Why Do Jam Bands Have Such a Stigma?
The point is, there is still a very real stigma attached to jam bands, and much of the criticism directed at the scene isn't even relevant. Not in 2014. Archaic fashion doesn't dominate the scene these days any more than all jam bands are making music that amounts to uninspired, noodle-y wankathons. Psych-rock bands are steadily making their way onto the scene -- a scene that is already plenty steeped in psychedelia, by the way. Likewise, funk bands don't have a stigma on their own, and yet many jam bands that bring the funk hard are victims of it. So why the disconnect?
Hard to say, but refreshingly, it seems like the stigma is starting to fade, at least a bit, thanks to a group of artists who are breaking down the barriers, including Stephen Malkmus, whose new solo album nods to the scene, the National, which is coming out with a Grateful Dead tribute album full of indie-rock acts and Animal Collective, which samples the Dead.

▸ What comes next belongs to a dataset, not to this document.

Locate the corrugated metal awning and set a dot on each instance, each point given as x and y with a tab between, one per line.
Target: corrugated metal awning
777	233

Whatever the case, at the end of the day, it's up to the fans to embrace the term and look past the snickering. Maybe one day everyone will realize that they are making fun of something that is actually fun, cooperative and has the ability to melt your face off like few musical genres can.
This isn't just a scene trying to relive the glory days of the Grateful Dead; we all know that's in the past and things just can't work like that again. Rather, it's a vibrant scene of talented musicians, knowledgeable and passionate fans and an unmistakable freedom of self: Jam-band fans get lost in the music and actually seem to enjoy themselves.
And, really, what's to hate about that?